Setting


Every story occurs in some place, at some time. This guide offers some advice for establishing the right setting for a story. The setting can be determined by the story, or the story can be determined by the setting. Either way, the story and setting depend on each other in ways that some others overlook.

Exploring Settings

Settings are important to readers because a setting can set the parameters for a story. Even without knowing the plot of a story, being given the location is enough that readers start to make assumptions about characters and events. Consider how the following openings start you along a specific path as a reader:

The air was hot and dry in the Arizona desert.
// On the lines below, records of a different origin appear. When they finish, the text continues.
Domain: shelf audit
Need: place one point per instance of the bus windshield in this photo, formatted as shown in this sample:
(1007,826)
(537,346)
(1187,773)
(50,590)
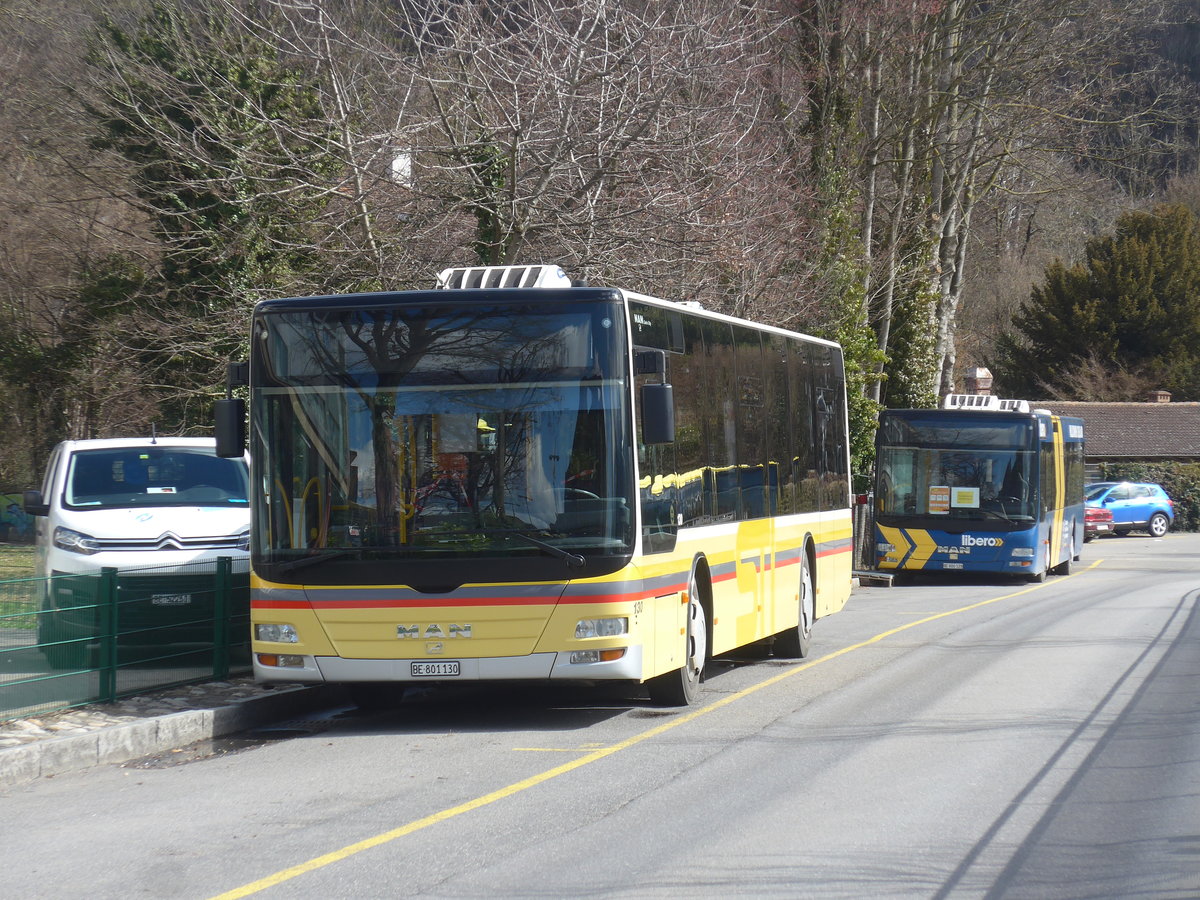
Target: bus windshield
(966,469)
(443,433)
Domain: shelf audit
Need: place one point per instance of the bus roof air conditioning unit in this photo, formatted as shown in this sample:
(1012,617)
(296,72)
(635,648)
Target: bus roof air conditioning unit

It had been a two-hour ride into Rio Verde, not so much a town as a collection of leaning walls and sagging roofs. Two saloons, a general store, a barbershop, and a livery stable. No bank, no jail, and no obvious reason to exist, Rio Verde was either dying or waiting to be reborn.


Castles inspire awe from the outside. Inside, they tend to be cold and damp.


The brownstones of East 23rd Street shook every ten minutes as the elevated train passed behind them. Children played on the sidewalk and in the street, while mothers stood in doorways or sat on concrete stairs telling stories about the women over on Tenth, where the homes had yards and the children played inside.

We anticipate a lot about a story based on the setting. Stories set on space stations are quite different from stories set on Amish farms. Castles and condos, ranches and rainforests, the setting gives a reader clues about the characters and their motives. A writer can either play into or against those expectations.

The General

Different types of stories require different levels of detail when establishing a setting. A historical romance and a science fiction novel both have demanding audiences expecting not only details about the setting but a great deal of accuracy. Historical novels mention political circumstances, economic changes, and the greater context of events. Readers of Western adventures might expect less information. The Old West was isolated — events elsewhere in the world might not matter to a small town.

A story about two lovers torn apart by war is affected by which war the author uses as a general setting. The English Civil War and the American Civil War are quite different. Certainly a romance set in World War II is not the same as a story dealing with the Vietnam conflict. It’s easy to dismiss such comparisons until you begin to consider what types of people would be affected in each case.

The Specific

Specific settings are more difficult to develop than the general setting for a story. Often, a story only needs to allude to the general setting, but a specific setting is exactly what the name implies: extremely specific. This means you will need to develop details, some of which might not make it into the final version of a story.

It is difficult to stress enough the value of research. When you begin to describe a specific setting, fictional or real, readers will demand accuracy and consistency in ways you might not anticipate. Make a single mistake describing the layout of the Pentagon or a famous English castle and readers will complain. There will always be a reader who knows more about a place or time period than you do, but that’s not an excuse to make careless errors.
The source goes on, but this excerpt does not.